Police confirmed as many as nine arrests by night's end. Two of them happened in the 5 p.m. hour. One woman, 44-year-old Sarah Roark of San Francisco apparently had a large sign made out of plywood. There were regulations on sign sizes and the materials they could be made of. Signs could not be attached to sticks or other objects that could be used as weapons.

Alameda County Sheriff's considered the woman's sign to be too large. Berkeley Police Department tweeted Roark was arrested for carrying a "banned weapon" and swiftly sent out her booking photo. In fact, the department tweeted five of the nine mug shot photos and the reasons they were arrested.

The other woman, 20-year-old Hannah Benjamin of Fremont, apparently witnessed the arrest of the first woman and allegedly spat on an officer. Police tweeted her booking photo as well and said the arrest was for "battery" of an officer and that she too was carrying a banned weapon.

A third booking photo of a male, Michael Paul Sullivan, 29, of Hayward was tweeted out by Berkeley Police at 9:37 p.m. Police say the arrest was for carrying a banned weapon. He was arrested near Bancroft Way and Telegraph Avenue.

At a briefing late in the evening, UC Berkeley Police Chief Margo Bennett said at that point, there were four to five arrests.

Earlier, about 20 protesters held an hour-long sit in where they refused to leave a breezeway connecting two buildings. They were eventually released by police to cheers of fellow protesters. 

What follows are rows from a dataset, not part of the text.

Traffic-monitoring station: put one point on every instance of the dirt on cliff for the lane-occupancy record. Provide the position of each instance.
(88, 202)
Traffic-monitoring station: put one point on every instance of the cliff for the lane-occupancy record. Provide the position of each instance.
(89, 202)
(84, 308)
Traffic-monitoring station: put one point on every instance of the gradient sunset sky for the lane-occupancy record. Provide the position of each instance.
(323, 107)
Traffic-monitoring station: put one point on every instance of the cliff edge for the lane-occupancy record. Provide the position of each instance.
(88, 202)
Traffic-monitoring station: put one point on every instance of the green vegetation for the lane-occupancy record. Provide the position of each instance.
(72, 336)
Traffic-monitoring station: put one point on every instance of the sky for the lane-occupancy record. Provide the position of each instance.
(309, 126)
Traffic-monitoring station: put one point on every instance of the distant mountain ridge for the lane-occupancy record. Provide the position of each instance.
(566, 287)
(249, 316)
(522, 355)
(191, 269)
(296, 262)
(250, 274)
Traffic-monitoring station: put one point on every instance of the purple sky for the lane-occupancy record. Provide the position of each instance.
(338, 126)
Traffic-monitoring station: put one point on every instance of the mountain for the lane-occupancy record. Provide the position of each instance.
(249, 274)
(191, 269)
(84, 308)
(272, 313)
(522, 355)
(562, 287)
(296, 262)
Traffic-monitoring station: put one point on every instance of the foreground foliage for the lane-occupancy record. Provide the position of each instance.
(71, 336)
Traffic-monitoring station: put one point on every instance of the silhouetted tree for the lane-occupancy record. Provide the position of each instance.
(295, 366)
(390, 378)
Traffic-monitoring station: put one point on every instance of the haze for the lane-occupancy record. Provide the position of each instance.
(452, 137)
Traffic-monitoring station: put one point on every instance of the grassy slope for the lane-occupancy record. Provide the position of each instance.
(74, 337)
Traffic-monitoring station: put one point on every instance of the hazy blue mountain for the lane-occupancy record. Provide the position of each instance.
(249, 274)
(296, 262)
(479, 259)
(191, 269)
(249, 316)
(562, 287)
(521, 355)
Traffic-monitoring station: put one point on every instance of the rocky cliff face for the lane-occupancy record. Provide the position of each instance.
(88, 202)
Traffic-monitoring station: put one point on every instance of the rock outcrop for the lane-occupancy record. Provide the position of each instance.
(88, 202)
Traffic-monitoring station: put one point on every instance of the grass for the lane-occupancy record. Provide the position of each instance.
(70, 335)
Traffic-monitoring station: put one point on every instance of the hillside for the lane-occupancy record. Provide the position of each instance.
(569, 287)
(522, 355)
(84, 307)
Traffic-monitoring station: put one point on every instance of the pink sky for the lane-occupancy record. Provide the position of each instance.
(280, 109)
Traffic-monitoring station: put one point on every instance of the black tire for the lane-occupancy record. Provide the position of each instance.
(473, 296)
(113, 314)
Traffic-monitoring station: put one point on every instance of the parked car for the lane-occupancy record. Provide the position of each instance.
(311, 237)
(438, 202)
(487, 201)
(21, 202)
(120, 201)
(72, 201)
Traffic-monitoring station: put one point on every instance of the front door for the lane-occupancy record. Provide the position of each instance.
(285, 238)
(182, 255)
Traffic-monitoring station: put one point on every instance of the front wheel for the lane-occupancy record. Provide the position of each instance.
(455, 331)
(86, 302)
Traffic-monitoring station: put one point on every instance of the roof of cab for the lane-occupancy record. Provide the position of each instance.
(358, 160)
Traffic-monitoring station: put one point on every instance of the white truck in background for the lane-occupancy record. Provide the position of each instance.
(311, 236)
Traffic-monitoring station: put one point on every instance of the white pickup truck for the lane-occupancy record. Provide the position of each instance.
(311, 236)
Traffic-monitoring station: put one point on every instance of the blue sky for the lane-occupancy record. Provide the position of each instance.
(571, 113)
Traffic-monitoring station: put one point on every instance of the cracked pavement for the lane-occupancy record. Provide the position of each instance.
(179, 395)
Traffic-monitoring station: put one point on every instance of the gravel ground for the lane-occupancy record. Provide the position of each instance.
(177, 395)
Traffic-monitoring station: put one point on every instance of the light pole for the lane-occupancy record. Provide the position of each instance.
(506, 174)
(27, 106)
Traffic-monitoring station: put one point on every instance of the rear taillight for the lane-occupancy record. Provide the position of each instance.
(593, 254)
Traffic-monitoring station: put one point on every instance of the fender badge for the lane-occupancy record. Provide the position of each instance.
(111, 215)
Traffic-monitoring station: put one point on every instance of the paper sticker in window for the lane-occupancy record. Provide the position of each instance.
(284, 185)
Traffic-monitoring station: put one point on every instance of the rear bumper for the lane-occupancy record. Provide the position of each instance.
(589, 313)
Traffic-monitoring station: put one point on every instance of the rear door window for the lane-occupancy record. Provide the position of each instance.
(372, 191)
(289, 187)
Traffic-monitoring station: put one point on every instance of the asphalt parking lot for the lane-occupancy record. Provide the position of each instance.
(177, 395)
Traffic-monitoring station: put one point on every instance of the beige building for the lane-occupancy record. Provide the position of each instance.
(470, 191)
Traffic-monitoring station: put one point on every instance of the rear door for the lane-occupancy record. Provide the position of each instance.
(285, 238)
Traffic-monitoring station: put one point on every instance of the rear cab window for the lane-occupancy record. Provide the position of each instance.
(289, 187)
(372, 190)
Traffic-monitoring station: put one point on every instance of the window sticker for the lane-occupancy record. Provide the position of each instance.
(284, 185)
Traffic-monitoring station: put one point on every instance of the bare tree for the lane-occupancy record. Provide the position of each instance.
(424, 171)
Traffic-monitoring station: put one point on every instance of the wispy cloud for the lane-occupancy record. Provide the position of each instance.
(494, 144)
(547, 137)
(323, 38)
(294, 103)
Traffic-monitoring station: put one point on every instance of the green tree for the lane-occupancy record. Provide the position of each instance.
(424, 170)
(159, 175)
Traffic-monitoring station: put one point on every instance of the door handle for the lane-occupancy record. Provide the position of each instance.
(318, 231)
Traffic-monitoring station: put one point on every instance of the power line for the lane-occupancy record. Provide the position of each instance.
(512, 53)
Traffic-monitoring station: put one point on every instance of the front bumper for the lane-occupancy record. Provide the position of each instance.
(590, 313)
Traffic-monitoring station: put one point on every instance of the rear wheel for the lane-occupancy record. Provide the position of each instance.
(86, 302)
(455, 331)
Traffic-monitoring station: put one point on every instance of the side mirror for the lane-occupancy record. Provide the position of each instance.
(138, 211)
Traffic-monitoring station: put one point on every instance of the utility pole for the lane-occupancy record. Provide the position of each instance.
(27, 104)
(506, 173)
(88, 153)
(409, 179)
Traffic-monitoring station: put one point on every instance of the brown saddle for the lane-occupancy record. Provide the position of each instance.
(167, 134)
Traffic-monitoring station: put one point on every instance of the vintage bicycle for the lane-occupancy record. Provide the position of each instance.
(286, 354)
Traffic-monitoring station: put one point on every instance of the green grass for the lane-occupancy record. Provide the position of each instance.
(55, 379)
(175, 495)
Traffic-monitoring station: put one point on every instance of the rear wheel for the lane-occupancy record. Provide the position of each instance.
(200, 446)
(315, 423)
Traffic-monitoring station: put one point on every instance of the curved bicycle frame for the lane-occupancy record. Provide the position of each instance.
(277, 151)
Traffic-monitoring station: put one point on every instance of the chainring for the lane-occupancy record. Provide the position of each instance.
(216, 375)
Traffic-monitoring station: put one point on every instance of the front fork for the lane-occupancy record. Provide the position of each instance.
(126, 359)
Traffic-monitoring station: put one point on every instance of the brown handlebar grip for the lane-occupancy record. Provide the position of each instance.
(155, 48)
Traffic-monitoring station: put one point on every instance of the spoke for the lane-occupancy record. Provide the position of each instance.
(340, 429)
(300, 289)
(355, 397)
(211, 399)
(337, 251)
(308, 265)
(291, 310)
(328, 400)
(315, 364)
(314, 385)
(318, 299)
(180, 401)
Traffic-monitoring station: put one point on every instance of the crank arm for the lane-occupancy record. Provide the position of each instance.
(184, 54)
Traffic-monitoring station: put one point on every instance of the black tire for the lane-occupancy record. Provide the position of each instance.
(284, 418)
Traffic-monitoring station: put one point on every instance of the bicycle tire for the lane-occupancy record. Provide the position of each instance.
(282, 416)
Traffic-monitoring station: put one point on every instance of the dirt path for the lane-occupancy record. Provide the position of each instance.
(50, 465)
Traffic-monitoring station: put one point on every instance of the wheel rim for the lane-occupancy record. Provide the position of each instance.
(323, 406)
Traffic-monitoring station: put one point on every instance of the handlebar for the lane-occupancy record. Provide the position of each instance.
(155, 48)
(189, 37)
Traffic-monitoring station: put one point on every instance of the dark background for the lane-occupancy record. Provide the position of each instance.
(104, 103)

The university spent an unprecedented $600,000 on security measures, which appears to have mostly paid off. There were some minor incidents, but if anyone was shoved and fell, police were right there to intervene, but the presence alone seemed to be enough to deter violence.

Dozens of Berkeley city police and campus police were at the scene as about 200 people gathered near Sproul Plaza. Those attending were required to show their ID and present their tickets before entering Zellerbach Playhouse for the event titled "Say No to Campus Thuggery." Shapiro was scheduled to speak at 7 p.m., but went on late. 

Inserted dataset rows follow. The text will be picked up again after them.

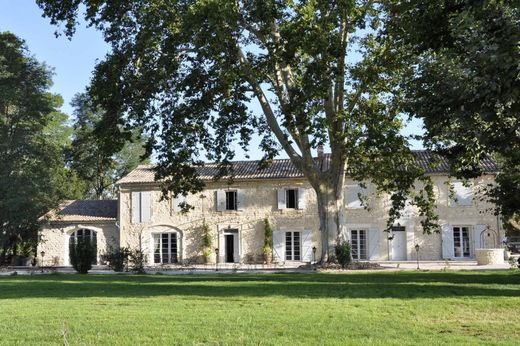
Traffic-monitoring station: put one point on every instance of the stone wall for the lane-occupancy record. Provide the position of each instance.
(261, 202)
(54, 240)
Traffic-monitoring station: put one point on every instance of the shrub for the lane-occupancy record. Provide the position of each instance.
(137, 261)
(82, 255)
(117, 258)
(343, 253)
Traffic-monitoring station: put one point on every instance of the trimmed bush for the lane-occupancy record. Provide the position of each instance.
(137, 261)
(343, 253)
(117, 258)
(82, 255)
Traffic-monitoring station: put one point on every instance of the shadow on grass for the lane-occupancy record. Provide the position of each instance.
(404, 285)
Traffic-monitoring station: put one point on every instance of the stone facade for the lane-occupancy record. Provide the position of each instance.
(55, 237)
(258, 199)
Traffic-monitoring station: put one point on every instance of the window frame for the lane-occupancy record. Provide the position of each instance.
(294, 252)
(159, 236)
(359, 247)
(235, 197)
(287, 199)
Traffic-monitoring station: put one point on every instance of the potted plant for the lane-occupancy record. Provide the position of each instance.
(267, 249)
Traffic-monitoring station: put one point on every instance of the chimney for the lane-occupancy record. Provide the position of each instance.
(321, 154)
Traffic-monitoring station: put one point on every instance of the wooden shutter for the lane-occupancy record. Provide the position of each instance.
(307, 245)
(221, 200)
(373, 244)
(221, 247)
(302, 198)
(352, 195)
(410, 242)
(136, 207)
(146, 207)
(279, 246)
(241, 199)
(176, 201)
(281, 199)
(447, 242)
(477, 230)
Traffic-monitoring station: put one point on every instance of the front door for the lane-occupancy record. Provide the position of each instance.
(230, 248)
(461, 246)
(398, 244)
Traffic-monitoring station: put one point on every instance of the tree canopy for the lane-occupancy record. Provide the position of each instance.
(464, 83)
(321, 72)
(98, 162)
(33, 134)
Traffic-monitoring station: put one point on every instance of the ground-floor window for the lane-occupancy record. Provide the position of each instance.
(358, 241)
(165, 248)
(84, 234)
(293, 246)
(461, 246)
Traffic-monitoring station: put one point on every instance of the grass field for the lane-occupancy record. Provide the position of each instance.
(270, 309)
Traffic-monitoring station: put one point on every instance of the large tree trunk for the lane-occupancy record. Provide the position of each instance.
(331, 211)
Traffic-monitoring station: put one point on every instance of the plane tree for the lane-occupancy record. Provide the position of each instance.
(201, 77)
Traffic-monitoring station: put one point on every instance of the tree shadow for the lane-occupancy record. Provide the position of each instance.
(404, 285)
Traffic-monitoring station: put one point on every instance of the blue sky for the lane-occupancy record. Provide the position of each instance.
(73, 60)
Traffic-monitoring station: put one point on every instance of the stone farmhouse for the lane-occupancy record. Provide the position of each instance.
(140, 218)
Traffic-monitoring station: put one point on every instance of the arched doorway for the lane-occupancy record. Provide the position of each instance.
(84, 234)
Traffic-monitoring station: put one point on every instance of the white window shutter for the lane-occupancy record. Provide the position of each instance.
(176, 201)
(241, 199)
(136, 207)
(236, 248)
(146, 207)
(477, 230)
(221, 247)
(463, 194)
(302, 198)
(447, 242)
(281, 199)
(221, 200)
(307, 245)
(410, 242)
(373, 244)
(278, 246)
(352, 195)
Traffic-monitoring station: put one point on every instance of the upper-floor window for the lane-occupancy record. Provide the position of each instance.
(231, 199)
(141, 207)
(353, 200)
(291, 198)
(462, 195)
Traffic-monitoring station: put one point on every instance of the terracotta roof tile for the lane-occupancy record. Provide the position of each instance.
(84, 210)
(283, 168)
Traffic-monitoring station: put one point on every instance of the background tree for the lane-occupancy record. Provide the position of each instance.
(93, 157)
(190, 73)
(465, 84)
(33, 134)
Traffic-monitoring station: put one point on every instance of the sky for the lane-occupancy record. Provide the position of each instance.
(73, 60)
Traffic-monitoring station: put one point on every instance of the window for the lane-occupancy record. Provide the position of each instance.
(352, 196)
(291, 198)
(165, 248)
(463, 195)
(293, 246)
(141, 207)
(231, 200)
(84, 234)
(461, 241)
(358, 241)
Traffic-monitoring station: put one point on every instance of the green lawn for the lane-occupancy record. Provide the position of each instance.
(270, 309)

The heavy security measures for the event, organized by Berkeley College Republicans and Young America's Foundation, was in light of previous protests and counter protests in Berkeley that were characterized as violent and showed clashing protesters armed with sticks, dressed in masks with makeshift shields and other homemade weapons.   

Inside the hall, a few hundred of the one thousand seats remained empty, partly because much of the auditorium was reserved for media, but went unused. Still, Shapiro delivered his speech.

As a conservative Jew, he claimed he isn't a white supremacist and said both extremities of the political spectrum were responsible for "campus thuggery." He added the "left" discriminates against white men, and seemed to be disenfranchised because white privilege doesn't allow them to say as much as "LGBT", "women" and "blacks". 

Not everyone inside agreed with his views and attended to learn more about him. 

Shapiro preached that students on Cal's campus want other points of view and referred to "Birkenstock" wearing "anarchist-communist pieces of garbage". He also said that people should be seen as individuals "made in god's' image" rather than categorized and placed in groups.  

Just before 8 p.m. a large group of demonstrators began to march, according to Berkeley Police. They tweeted that they were monitoring the situation as protesters took the streets. They were headed westbound on Bancroft Way. Motorists were advised to expect traffic delays and interruptions.

The event is being watched as a warm-up act for later this month when provocative, right-wing speaker Milo Yiannopoulos says he plans to hold a "Free Speech Week" on Berkeley's campus with a 20-person lineup that includes Ann Coulter and former Trump administration strategist Stephen Bannon.